Similarly, in this case, although most of the weight sets are designed to remain in the retail boxes for sale to the ultimate purchaser, some of the sets will be displayed in the importer's showroom stores. Based on the fact that the importer has agreed to mark the items that are removed from the boxes and displayed in their stores with the country of origin by means of a hang tag attached to the weight set, we find that it is unnecessary to mark each individual item with its country of origin. The hang tag attached to the weight set on the display items should indicate that the plates and collars are made in China and the poles and bars are made in Taiwan. A certification that your company will mark the weight sets removed from their boxes for display purposes in this manner must be submitted at the time of entry.

In order for the 19 U.S.C. 1304 (a)(3)(D) and 19 CFR 134.32(d) exception to apply, the three boxes containing the parts of the weight set must also be properly marked to indicate the country of origin. The present marking on the boxes is inadequate because it does not mention that some of the components in the weight set are made in Taiwan. Each box should be marked to indicate the country of origin of its contents (i.e. Box 1 should state plate and collars made in China, dumbbell bars made in Taiwan; Box 2 should be marked China; and Box 3, Taiwan. The marking should appear in a legible, conspicuous and permanent manner and in close proximity to and in comparable size letters as any U.S. address.

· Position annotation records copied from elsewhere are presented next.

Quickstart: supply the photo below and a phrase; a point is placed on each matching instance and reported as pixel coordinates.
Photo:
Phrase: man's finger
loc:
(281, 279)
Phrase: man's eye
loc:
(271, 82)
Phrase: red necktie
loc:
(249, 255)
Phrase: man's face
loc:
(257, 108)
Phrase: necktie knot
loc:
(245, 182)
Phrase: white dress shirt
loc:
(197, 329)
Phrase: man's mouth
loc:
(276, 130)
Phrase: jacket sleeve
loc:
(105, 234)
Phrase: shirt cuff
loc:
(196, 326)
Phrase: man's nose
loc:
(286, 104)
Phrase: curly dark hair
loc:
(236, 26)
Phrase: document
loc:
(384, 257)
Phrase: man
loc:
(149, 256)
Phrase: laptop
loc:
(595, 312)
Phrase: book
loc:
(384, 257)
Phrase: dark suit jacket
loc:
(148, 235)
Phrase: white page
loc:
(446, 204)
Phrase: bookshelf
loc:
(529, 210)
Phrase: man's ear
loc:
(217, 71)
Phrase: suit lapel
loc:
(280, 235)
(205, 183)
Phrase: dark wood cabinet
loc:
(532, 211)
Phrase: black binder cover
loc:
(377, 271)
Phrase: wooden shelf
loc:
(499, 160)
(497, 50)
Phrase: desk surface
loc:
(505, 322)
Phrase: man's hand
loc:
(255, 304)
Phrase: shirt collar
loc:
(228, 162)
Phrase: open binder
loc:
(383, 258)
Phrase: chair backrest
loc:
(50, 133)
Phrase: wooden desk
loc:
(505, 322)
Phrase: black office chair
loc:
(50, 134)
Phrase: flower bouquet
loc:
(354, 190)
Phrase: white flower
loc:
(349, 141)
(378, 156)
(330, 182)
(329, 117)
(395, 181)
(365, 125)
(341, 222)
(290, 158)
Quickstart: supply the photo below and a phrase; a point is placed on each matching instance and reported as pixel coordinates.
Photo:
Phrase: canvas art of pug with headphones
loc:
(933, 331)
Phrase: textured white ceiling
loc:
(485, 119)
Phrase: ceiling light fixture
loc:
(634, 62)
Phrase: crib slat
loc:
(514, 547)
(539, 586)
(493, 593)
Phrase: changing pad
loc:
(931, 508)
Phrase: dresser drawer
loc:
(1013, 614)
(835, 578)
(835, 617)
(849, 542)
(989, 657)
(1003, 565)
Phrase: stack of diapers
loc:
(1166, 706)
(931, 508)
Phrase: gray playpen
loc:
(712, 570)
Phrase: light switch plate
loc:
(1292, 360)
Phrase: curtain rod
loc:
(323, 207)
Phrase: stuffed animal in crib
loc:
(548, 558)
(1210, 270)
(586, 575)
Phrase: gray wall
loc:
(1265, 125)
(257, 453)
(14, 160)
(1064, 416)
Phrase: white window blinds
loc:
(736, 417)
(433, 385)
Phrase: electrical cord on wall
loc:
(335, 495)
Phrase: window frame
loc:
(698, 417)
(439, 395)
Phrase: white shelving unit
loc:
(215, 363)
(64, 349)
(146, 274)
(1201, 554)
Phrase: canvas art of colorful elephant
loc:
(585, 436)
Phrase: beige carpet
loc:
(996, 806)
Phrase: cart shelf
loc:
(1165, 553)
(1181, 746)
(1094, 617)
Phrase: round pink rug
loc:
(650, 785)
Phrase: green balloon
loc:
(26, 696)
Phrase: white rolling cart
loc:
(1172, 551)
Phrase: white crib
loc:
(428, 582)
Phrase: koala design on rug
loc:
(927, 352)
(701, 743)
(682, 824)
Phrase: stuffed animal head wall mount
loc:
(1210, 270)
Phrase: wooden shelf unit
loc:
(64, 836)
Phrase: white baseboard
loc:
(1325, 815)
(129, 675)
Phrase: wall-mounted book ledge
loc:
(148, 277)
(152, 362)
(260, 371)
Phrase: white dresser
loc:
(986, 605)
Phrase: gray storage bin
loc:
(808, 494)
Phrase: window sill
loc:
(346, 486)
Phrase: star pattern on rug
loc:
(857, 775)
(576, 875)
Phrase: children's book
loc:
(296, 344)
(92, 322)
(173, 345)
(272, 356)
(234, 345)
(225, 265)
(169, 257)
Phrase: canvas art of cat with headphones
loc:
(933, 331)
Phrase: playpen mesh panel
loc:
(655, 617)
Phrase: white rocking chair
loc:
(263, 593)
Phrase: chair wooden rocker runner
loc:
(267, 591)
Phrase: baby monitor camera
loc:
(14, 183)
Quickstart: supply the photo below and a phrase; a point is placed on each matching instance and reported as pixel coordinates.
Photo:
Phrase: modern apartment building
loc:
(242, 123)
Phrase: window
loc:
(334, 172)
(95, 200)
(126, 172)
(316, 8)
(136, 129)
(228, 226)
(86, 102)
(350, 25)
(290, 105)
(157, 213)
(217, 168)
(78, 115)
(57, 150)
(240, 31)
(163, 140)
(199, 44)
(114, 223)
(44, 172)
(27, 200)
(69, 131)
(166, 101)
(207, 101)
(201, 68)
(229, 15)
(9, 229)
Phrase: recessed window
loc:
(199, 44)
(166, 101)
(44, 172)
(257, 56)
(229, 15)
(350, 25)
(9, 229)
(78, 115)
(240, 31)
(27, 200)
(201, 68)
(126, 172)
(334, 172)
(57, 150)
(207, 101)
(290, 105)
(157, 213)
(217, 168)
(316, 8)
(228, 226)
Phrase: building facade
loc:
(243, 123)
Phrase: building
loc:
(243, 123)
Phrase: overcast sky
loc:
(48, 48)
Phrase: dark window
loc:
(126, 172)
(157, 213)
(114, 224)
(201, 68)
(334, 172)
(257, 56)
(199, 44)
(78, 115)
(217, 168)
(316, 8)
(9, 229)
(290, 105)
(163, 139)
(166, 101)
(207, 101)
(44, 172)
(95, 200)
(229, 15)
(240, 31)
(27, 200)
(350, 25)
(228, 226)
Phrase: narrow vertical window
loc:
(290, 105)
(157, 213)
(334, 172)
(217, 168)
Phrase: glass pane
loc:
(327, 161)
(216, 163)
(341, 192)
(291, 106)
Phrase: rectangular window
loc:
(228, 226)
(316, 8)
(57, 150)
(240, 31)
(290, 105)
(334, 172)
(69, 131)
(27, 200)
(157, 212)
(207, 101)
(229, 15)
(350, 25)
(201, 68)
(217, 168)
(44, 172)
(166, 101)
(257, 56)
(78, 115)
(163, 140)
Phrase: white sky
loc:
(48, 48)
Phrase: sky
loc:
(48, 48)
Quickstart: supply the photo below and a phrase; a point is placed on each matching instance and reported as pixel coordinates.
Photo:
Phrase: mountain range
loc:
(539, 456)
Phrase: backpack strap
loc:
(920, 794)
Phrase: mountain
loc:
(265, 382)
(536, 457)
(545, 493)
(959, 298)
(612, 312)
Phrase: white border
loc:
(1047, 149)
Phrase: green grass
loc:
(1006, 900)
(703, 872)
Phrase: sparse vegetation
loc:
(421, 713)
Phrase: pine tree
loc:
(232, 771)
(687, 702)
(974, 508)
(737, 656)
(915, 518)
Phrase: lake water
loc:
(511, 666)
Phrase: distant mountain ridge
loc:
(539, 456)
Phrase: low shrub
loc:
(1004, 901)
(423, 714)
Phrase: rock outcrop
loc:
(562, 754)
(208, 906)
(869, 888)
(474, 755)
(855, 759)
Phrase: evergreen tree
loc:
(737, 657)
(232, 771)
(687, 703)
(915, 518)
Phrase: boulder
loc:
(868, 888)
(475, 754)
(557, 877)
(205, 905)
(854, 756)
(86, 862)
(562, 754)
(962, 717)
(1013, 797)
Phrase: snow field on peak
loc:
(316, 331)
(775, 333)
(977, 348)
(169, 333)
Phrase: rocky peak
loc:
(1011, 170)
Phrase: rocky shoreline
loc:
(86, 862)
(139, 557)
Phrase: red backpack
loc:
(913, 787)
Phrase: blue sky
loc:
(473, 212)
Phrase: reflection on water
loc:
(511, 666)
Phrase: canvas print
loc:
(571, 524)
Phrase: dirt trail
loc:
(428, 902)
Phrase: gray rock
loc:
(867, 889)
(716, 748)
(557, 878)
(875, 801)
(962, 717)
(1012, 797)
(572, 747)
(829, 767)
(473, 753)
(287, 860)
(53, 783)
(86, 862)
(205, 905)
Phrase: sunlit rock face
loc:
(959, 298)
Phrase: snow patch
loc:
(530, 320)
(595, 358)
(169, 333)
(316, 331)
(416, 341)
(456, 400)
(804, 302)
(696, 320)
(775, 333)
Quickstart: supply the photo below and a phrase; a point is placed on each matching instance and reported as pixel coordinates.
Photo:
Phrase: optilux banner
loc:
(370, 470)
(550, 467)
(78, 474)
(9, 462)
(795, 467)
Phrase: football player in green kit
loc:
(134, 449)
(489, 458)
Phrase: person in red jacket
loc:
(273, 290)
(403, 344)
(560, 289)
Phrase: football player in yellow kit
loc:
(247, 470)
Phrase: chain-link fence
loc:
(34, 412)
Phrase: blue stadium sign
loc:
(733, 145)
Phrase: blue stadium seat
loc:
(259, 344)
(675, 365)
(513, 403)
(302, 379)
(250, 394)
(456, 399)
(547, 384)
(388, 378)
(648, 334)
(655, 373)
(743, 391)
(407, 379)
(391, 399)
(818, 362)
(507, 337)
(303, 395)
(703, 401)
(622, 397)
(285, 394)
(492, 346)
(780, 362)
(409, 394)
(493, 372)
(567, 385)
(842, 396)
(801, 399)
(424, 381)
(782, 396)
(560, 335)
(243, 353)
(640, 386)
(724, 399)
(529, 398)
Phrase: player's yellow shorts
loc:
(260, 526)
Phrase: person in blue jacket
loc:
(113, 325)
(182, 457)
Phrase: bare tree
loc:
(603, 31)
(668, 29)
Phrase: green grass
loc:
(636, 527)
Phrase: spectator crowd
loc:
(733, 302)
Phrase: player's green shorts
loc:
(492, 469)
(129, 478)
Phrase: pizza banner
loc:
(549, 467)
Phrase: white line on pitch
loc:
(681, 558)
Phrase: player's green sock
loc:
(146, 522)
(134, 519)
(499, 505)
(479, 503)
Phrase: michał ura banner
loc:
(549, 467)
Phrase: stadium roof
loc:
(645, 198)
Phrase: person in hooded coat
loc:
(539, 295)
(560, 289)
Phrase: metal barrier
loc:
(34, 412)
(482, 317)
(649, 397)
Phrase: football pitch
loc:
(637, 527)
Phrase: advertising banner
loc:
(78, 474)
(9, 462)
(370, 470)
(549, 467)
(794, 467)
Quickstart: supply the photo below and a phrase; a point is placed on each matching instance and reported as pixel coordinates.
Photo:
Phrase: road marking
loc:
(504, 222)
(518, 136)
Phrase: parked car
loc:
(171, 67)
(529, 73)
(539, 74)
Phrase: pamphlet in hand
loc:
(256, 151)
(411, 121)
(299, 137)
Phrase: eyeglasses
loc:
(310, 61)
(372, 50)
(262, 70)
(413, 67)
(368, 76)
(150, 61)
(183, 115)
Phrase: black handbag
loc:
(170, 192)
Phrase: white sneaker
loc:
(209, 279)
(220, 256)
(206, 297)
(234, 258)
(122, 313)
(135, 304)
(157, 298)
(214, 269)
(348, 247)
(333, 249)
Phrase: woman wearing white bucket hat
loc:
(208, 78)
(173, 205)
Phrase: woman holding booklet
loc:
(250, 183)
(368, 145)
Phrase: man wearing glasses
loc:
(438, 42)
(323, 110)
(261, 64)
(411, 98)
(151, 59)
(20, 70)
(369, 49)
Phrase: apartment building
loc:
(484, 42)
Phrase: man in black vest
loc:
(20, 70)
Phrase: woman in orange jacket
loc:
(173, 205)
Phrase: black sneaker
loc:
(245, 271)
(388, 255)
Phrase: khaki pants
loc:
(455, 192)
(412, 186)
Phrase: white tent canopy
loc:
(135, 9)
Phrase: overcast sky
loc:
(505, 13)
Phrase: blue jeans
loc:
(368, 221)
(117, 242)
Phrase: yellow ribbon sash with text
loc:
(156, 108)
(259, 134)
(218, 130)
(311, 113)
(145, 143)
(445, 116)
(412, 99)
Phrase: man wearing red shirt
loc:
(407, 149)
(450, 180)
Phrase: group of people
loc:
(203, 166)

If the boxes are properly marked to indicate the country of origin of the their contents, and the merchandise shown on display in the importer's showroom is also properly marked with a hang tag, then the ultimate purchaser will be apprised of the country of origin of the weight set. It is therefore unnecessary to mark the actual components of the weight sets with the country of origin.

If the weight set components are imported in properly marked boxes and the Customs officials at the port of entry are satisfied that they will be sold by Wholesale only in the manner described above, they may be excepted from marking pursuant to 19 U.S.C. 1304(a)(3)(D) and 19 CFR 134.32(d). A further condition is that the importer submit the certification described above regarding the marking of the display set.